Similarly, employers will be looking to see if you follow any questionable accounts. Anything that even hints at anti-social behavior or extremist views will count against you. Carefully scan your list for anything that stands out in this way, and distance yourself from it.
The “media” part of social media tends to dominate in the general public. It can be all selfies, funny videos and “look at me” posts. But the “social” part is very important for businesses. They want to hire someone who can work within a group, so they’ll be on the lookout for who you interact with, and how frequently you interact with them.
Better yet, if the employer can see you reaching out to people within your industry and making links with them, they’ll be very impressed. A lot of business is based on forging and maintaining relationships.

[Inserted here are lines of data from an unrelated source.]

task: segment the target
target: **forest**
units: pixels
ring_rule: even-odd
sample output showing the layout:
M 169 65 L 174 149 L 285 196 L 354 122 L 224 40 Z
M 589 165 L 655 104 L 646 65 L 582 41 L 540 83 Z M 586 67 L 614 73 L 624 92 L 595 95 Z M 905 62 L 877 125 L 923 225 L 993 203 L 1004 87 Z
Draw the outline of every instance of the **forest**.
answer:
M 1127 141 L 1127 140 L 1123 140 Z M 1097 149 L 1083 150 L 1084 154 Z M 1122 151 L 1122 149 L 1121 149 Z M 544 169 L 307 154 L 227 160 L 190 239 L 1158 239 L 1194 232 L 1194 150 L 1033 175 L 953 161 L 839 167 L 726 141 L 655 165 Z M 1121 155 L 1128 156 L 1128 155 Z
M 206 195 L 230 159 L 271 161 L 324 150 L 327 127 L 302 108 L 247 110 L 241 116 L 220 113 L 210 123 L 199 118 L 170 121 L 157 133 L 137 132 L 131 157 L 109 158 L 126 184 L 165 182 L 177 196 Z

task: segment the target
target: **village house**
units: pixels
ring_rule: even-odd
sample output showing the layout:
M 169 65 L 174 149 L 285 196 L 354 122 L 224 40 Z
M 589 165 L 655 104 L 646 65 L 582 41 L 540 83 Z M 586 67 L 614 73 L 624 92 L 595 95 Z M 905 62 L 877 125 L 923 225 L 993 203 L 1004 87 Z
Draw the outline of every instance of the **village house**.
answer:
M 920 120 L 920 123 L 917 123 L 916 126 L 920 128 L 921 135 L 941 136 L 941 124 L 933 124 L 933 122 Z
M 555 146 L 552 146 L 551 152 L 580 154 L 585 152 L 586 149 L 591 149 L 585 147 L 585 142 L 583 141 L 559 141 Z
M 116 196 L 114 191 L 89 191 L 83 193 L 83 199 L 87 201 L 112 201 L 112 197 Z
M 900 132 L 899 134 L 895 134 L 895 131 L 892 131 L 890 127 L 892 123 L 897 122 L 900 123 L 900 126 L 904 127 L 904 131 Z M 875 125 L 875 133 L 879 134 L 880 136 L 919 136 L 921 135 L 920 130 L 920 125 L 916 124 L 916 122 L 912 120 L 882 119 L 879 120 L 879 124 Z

If you can help with that on some level, it can be a very useful skill.
People often forget that social media is global. Anyone, anywhere can usually find your account, unless you have gone to great lengths to make everything private. That means the lewd in-joke you and your friends made three years ago could soon be popping up on the screen of a potential employer.
It’s a good practice, then, to regularly review what you have posted. Getting social media to help you in the job world is as much about avoiding online pitfalls as it is about doing positive things. So delete anything rude, crude, or expletive ridden. A post may have been hilarious at the time, but out of context, it can be very off putting to an employer.
A clean slate on Facebook and Twitter can show you are a responsible professional at all times, who knows what is and isn’t appropriate. Employers want that, so you are helping yourself by covering your back.
What else do employers want? Up to date people. Computer literacy is something required in every job these days, and if you lack ICT qualifications, it may be hard to convey how well you can use computers. Social media can help in that. If you are on every site, and using all of them correctly, employers know you are at least a little online savvy.
Again, these tips won’t land you a job or a promotion by themselves. But neither can a CV 90% of the time. Nor can an interview. You need everything working together to get ahead in business, and just because social media is informal, that doesn’t mean it doesn’t matter. Show a good grasp of all aspects of social media, and it could one day make all the difference.